A microscopic image of tissue invagination into the tooth after 45 days of implantation.
Dental pulp is a complex bundle of tissue, blood vessels and nerves. The tissue dies when it is contaminated by bacteria. During a root canal, a dentist will dig out that contaminated tissue and replace it with an artificial material, Silva said, because you can’t leave an open space for bacteria to continue to grow. Even so, root canal therapy treated teeth are destined to be brittle and devitalized.
But what if there was a way to revitalize the tissue and make the tooth healthy again?

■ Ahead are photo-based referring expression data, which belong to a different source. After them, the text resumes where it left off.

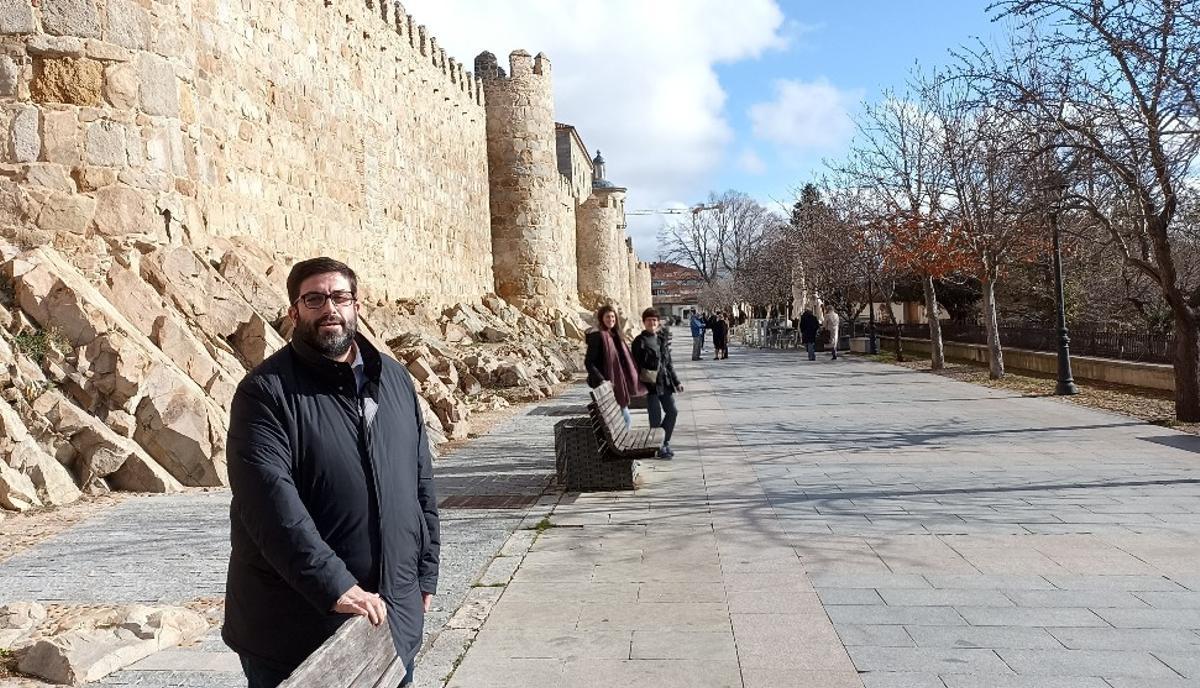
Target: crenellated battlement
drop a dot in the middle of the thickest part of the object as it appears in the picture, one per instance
(522, 66)
(415, 40)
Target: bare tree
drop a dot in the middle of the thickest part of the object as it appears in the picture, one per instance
(1116, 84)
(898, 154)
(718, 240)
(988, 154)
(693, 241)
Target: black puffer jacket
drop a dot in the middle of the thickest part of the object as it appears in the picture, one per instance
(653, 352)
(324, 500)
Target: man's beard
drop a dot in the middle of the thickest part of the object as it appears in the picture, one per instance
(330, 344)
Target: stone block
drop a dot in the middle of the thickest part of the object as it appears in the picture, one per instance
(157, 89)
(17, 17)
(49, 175)
(106, 144)
(129, 24)
(121, 210)
(60, 137)
(66, 213)
(24, 138)
(121, 85)
(89, 179)
(10, 73)
(71, 18)
(46, 46)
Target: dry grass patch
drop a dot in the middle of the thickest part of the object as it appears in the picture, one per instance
(1150, 405)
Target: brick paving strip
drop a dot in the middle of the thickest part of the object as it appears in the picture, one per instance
(855, 524)
(175, 549)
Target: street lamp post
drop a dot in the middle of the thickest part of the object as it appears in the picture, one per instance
(1066, 384)
(873, 345)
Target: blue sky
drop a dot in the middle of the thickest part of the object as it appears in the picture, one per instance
(690, 96)
(858, 47)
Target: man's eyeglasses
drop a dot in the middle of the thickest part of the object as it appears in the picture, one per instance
(315, 300)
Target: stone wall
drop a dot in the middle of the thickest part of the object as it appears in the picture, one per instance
(600, 249)
(643, 295)
(533, 243)
(333, 129)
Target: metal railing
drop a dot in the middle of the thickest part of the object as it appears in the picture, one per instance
(1084, 341)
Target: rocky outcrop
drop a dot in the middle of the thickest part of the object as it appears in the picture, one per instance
(121, 359)
(93, 644)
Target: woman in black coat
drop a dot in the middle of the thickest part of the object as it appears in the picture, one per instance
(652, 352)
(721, 336)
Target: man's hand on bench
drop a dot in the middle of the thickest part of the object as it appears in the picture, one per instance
(363, 603)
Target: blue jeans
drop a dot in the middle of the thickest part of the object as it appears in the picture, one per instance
(263, 674)
(658, 404)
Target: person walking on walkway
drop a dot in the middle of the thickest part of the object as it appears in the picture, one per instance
(720, 336)
(809, 328)
(697, 335)
(652, 353)
(607, 358)
(832, 323)
(334, 510)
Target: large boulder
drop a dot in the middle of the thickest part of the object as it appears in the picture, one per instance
(89, 653)
(249, 277)
(255, 340)
(18, 621)
(100, 452)
(197, 289)
(180, 431)
(178, 424)
(17, 490)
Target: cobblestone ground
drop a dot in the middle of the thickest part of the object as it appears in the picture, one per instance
(847, 524)
(174, 549)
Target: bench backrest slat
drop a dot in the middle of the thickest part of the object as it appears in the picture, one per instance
(357, 644)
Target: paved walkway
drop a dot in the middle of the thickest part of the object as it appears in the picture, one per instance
(850, 524)
(177, 549)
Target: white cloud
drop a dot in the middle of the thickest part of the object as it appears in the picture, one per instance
(636, 78)
(750, 162)
(805, 115)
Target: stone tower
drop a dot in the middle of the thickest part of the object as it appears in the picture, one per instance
(533, 235)
(600, 247)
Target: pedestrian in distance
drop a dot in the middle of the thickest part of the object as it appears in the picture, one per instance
(607, 358)
(810, 325)
(720, 336)
(652, 353)
(832, 322)
(697, 335)
(334, 512)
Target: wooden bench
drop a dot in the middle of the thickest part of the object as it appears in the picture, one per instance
(358, 656)
(610, 424)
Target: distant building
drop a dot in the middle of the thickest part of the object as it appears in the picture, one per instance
(675, 288)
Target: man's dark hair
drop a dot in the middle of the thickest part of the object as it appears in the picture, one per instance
(305, 269)
(600, 313)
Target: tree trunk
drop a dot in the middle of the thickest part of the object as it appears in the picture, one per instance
(995, 354)
(933, 312)
(1187, 368)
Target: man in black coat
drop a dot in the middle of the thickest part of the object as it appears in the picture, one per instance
(809, 328)
(334, 512)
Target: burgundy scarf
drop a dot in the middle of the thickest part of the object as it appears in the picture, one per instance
(622, 371)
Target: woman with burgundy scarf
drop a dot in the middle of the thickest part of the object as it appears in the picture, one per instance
(609, 359)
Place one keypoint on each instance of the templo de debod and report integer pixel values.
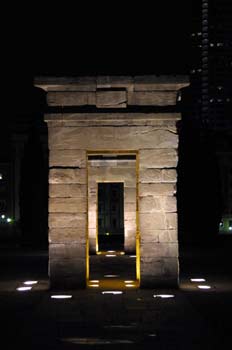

While pondering ways to promote root formation, Silva and his team came up with the idea of using stem cells retrieved from the root area deep inside the tooth called the apical papilla. Since they also needed some sort of scaffold for the cells, they devised one made of a polymer fiber impregnated with a protein called vascular endothelial growth factor (VEGF), to stimulate the growth of new blood vessels that would help with tissue and pulp regeneration.
“These stem cells of the apical papilla can turn into any type of tissue, and in our case, we need root and pulp tissue, so we thought, ‘Why not?’” Silva said.
After removing the decay from the tooth and cleaning out the root canal, Silva and his team fill in the area with stem cells and the VEGF scaffold, which will regenerate the pulp tissue, he said.
The stem cells come from extracting the third molar of the child—known as the “wisdom” tooth. Silva and his team collect the cells attached to the bottom of the tooth crown, isolate the stem cells and then use them in the decayed tooth.
Because the use of stem cells for dental treatment in humans is not yet approved in the United States, Silva and his team have been researching their theory on mice. After putting the stem cells inside the tooth, they implant the teeth on the back of mice to evaluate new tissue formation. The result has shown that the tissue and blood vessels from the mouse go inside the root and fill in the empty space, mimicking the original dental pulp tissue.
Once the use of stem cells is approved for this use, Silva and his team will move forward with isolating the stem cells of the apical papilla from third molars to deliver into the decayed tooth of the same patient.
“I believe our results are promising in light of future patient-centered approaches toward pulp and dentin regeneration therapies,” Silva said.